Portrait from "Personnel of the Texas State Government", 1887.
I can always count on Texas to offer up more odd-named political figures, which is precisely the case with today's write-up on Limestone County, Texas resident Angero Gray "A.G." Camp. A physician and three-term member of the Texas State House of Representatives, A.G. Camp was a native of Kentucky, being born at Valley Station in Jefferson County on April 4, 1827. A son of Thomas Pollard and Susan Magruder Camp, "A.G." Camp (as sources often list him) received his education in Louisville and would later attend the University of Kentucky, earning his medical degree in 1856.
In the late 1850s Camp served as resident physician at the Louisville Marine Hospital but left after a short period. He relocated to Saint Joseph, Missouri where he continued his medical practice and during the Civil War returned to Kentucky, where he "organized a company of boys" to help protect trains carrying "contraband of war" on their way to Bowling Green, Kentucky. Camp would later become a surgeon under General Joseph E. Johnston, being transferred to the Market Street Hospital in Nashville. Camp would later be stationed in both Mississippi and Georgia, eventually being named to a board of medical examiners at Ringgold, Georgia. Here he would remain until the war's conclusion, and in July 1865 married Juliet Tims Jayne (1837-1900), with whom he would have two daughters, Lula Belle (1874-1963) and Margaret (1876-1933).
Dr. A.G. Camp, portrait courtesy of Find-A- Grave.
In 1882 the citizens of Limestone County elected A.G. Camp as their representative to the Texas General Assembly. He would be returned to that office twice more, and during his service gained a reputation as a highly effective law-maker, with the Personnel of the Texas State Government noting:
"His characteristic is watchfulness. No job escapes his vigilant eye, and no measure against the interests of the people can pass the legislature after a scathing rebuke administered by the member from Limestone County. No man in the house is as much feared by jobbers and lobbyists as Dr. Camp. Always in his place and always informed about every measure proposed, he stands as a sentinel on the watch-towers, and his fellow members have so much confidence in him that a measure opposed by him has small chance of success."During his three terms at the Texas capital Camp served on a number of legislative committees. including Internal Improvement, Public Roads, Ferries and Bridges, Federal Relations, Public Health and Vital Statistics, and Private Land Claims. He also chaired the committee on State Asylums during the 1885-1887 and 1888 sessions of the legislature.

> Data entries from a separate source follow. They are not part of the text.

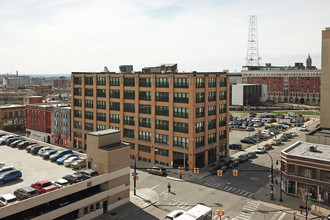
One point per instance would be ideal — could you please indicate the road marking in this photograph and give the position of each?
(154, 187)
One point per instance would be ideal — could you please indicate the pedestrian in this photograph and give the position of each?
(169, 187)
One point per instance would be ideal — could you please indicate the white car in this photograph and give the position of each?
(260, 150)
(175, 214)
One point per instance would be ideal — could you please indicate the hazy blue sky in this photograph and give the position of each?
(63, 36)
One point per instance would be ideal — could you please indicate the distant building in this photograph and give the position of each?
(39, 120)
(291, 84)
(307, 166)
(61, 133)
(12, 118)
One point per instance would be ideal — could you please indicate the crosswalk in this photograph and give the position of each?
(248, 210)
(230, 189)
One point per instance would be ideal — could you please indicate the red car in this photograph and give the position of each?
(268, 146)
(44, 186)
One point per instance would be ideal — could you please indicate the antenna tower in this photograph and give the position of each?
(252, 58)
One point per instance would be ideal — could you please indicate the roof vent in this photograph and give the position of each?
(312, 148)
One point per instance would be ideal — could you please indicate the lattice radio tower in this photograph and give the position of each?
(252, 58)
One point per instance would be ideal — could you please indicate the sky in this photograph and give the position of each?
(64, 36)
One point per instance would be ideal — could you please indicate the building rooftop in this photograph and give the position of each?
(304, 149)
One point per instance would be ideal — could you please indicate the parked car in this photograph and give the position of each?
(60, 183)
(260, 150)
(10, 175)
(66, 156)
(235, 146)
(73, 178)
(15, 143)
(79, 163)
(157, 170)
(251, 155)
(25, 193)
(68, 161)
(47, 154)
(243, 157)
(174, 214)
(268, 146)
(59, 154)
(7, 199)
(44, 186)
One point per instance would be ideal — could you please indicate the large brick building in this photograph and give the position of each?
(166, 116)
(292, 84)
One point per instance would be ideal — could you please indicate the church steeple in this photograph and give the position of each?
(308, 61)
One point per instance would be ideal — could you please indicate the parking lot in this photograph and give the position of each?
(33, 167)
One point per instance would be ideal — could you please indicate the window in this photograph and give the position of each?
(199, 97)
(222, 108)
(222, 121)
(77, 113)
(199, 112)
(200, 82)
(88, 80)
(181, 97)
(162, 110)
(162, 124)
(145, 82)
(115, 106)
(101, 105)
(181, 142)
(89, 115)
(129, 133)
(100, 127)
(129, 81)
(114, 81)
(212, 82)
(212, 124)
(180, 127)
(77, 91)
(199, 127)
(212, 138)
(114, 118)
(101, 116)
(129, 120)
(145, 95)
(162, 82)
(144, 148)
(89, 92)
(101, 93)
(129, 107)
(222, 95)
(223, 82)
(199, 142)
(88, 103)
(88, 126)
(181, 83)
(129, 94)
(181, 112)
(161, 139)
(145, 122)
(144, 109)
(115, 93)
(162, 96)
(77, 124)
(144, 135)
(101, 81)
(161, 152)
(212, 96)
(77, 80)
(212, 110)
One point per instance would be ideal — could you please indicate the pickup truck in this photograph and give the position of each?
(44, 186)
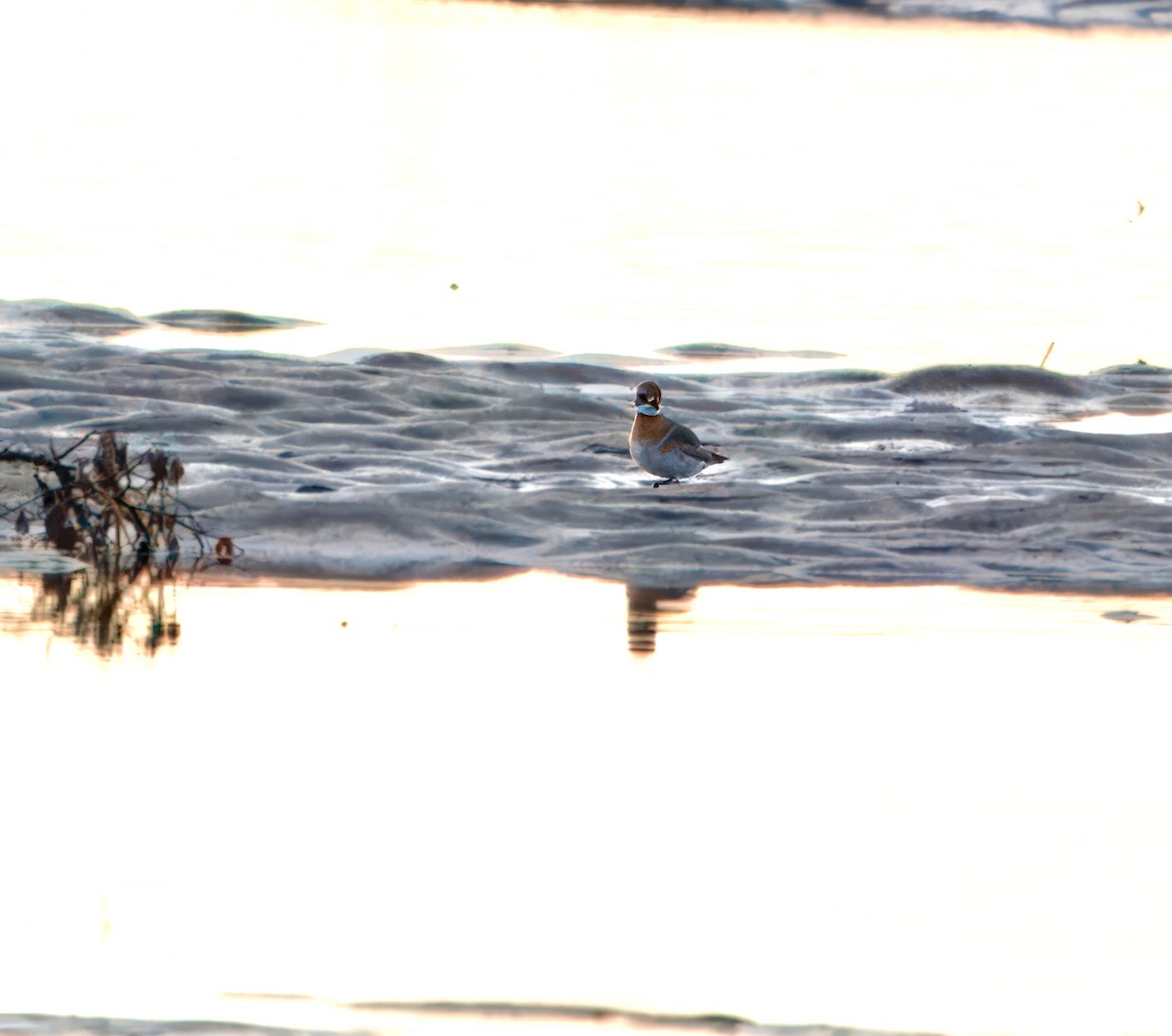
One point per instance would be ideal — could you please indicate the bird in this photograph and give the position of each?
(661, 446)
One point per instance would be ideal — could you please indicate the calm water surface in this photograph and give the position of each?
(923, 808)
(598, 180)
(919, 808)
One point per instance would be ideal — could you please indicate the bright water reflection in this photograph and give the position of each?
(923, 808)
(598, 180)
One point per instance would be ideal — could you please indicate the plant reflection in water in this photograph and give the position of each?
(105, 607)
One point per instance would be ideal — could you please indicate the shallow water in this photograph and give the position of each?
(917, 808)
(896, 806)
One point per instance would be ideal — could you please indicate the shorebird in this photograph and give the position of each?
(661, 446)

A.G. Camp died in office on September 8, 1888, at his home in Groesbeck. He was subsequently memorialized as a "chivalrous and knightly man" by his fellow representatives, as well as an "honest and faithful tribune of the people." He was survived by his wife Juliet, and following her death in February 1900 was interred alongside her husband at the Faulkenberry Cemetery in Groesbeck, Texas.
Portrait courtesy of the Texas Legislative Reference Library.